Braised Celeriac with Cannellini Puree & Coriander Dressing

Celeriac is an underrated veg that when cooked develops a soft, creamy texture and soaks up a ton of flavour. This celeriac is charred and then cooked with lots of garlic, thyme and miso paste on top of a creamy zesty cannellini bean puree and a spicy, salty coriander dressing.

Serves 2

Ingredients:

  • 1/2 Celeriac
  • 40g Fino Olive Oil
  • 3 Garlic Cloves
  • 10g Fresh Thyme
  • 2 tsp Miso Paste
  • 1 tin Cannellini Beans
  • 1 Lemon
  • 150g Cherry Tomatoes
  • 10g Fresh Coriander
  • 20g Capers
  • 2 tbsp Fino White Balsamic Vinegar
  • 50g Fino Chilli Oil
  • Salt & Pepper

Method:

1. Preheat your oven to 200 degrees. Start by peeling your celeriac and cutting into four equal wedges. Heat a frying pan or griddle pan on a high heat with 20g of the olive oil (a hefty glug). Add the celeriac wedges and cook for 4-5 mins on each side until charred and browned. Reduce the heat before adding in 2 of the finely sliced garlic cloves and thyme stalks.
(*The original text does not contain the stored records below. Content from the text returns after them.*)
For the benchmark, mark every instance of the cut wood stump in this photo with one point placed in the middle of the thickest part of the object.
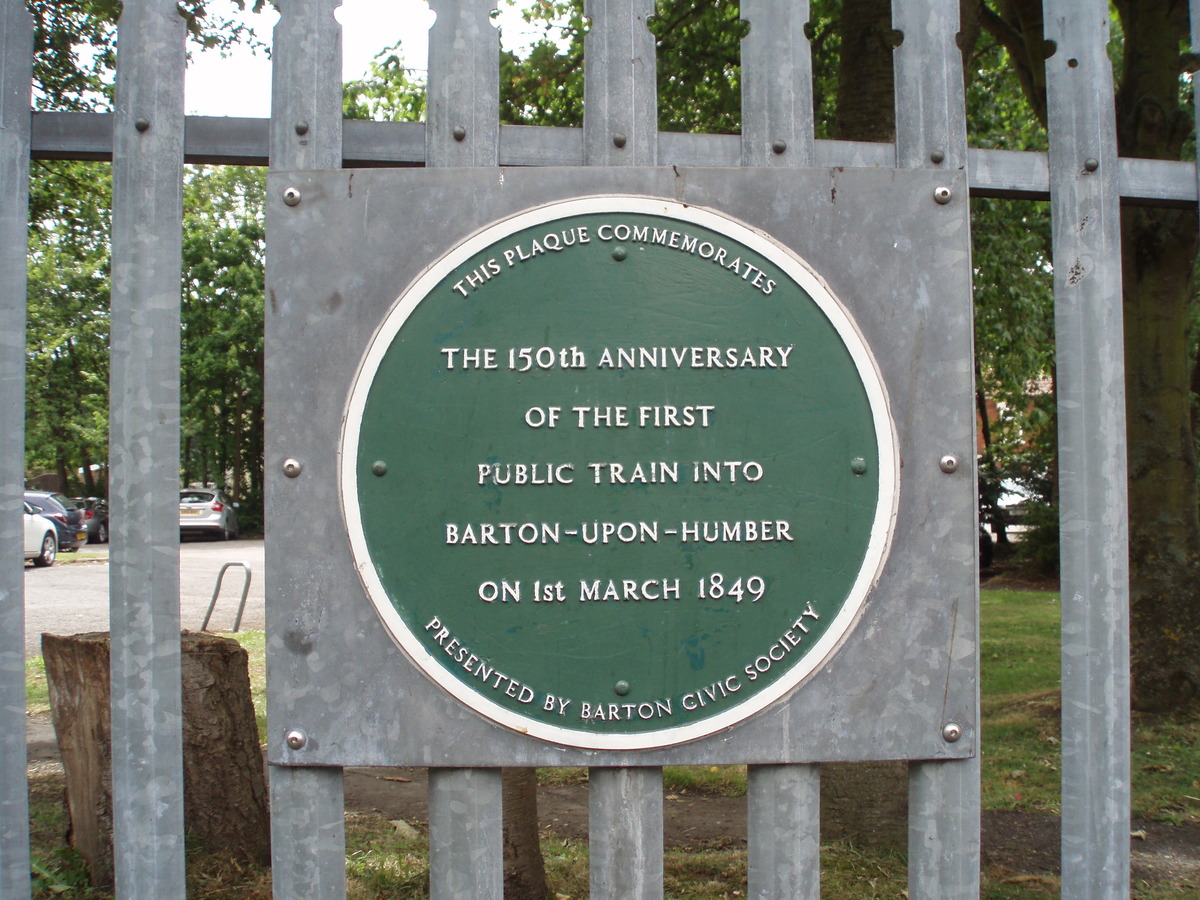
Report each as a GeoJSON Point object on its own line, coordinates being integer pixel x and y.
{"type": "Point", "coordinates": [225, 790]}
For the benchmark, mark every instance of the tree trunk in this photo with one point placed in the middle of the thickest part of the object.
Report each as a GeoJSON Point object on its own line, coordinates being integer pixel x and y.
{"type": "Point", "coordinates": [225, 792]}
{"type": "Point", "coordinates": [865, 75]}
{"type": "Point", "coordinates": [1158, 251]}
{"type": "Point", "coordinates": [525, 870]}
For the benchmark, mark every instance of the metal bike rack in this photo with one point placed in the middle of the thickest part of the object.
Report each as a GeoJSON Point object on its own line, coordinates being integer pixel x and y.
{"type": "Point", "coordinates": [216, 592]}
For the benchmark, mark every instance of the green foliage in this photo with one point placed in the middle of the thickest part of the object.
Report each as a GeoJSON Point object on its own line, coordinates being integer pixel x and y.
{"type": "Point", "coordinates": [389, 93]}
{"type": "Point", "coordinates": [700, 66]}
{"type": "Point", "coordinates": [222, 335]}
{"type": "Point", "coordinates": [545, 87]}
{"type": "Point", "coordinates": [75, 46]}
{"type": "Point", "coordinates": [66, 337]}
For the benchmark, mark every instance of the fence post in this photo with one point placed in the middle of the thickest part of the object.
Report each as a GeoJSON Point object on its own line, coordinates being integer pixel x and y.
{"type": "Point", "coordinates": [466, 805]}
{"type": "Point", "coordinates": [307, 804]}
{"type": "Point", "coordinates": [463, 107]}
{"type": "Point", "coordinates": [16, 59]}
{"type": "Point", "coordinates": [148, 210]}
{"type": "Point", "coordinates": [1092, 473]}
{"type": "Point", "coordinates": [619, 89]}
{"type": "Point", "coordinates": [943, 796]}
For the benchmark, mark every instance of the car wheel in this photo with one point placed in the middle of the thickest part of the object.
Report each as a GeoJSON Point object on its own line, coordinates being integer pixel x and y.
{"type": "Point", "coordinates": [49, 551]}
2. Remove the pan from the heat and leave to cool slightly for about 5 mins. Whilst the pan is cooling, stir the miso paste into 40ml of hot water to dissolve.

3. Once the celeriac has been cooling for about 5 mins, very carefully add in the miso paste with an additional 100ml of water. Cover the pan with tin foil and place the pan into the oven and roast for 25 mins until the celeriac is soft in the centre. (Make sure your pan doesn’t have a plastic handle!).

4. Whilst the celeriac is cooking, make the puree. Blend the drained cannellini beans with the juice and zest of the lemon, remaining garlic clove, salt, pepper and the remaining 20ml of olive oil. Taste and adjust the seasoning if necessary.

5. Place the tomatoes in a baking tray with a drizzle of olive oil and sprinkle of salt. Roast in the oven for 10 mins until blistered and charred. Remove the tin foil from the top of the celeriac pan and continue to roast for a further 10 mins whilst the tomatoes cook.

6. For the dressing, finely slice the coriander and place into a bowl with the capers, white balsamic and chilli olive oil.

7. Serve up with a dollop of puree, a couple of celeriac wedges with all the gubbins from the pan, roasted tomatoes and a drizzle of the coriander dressing.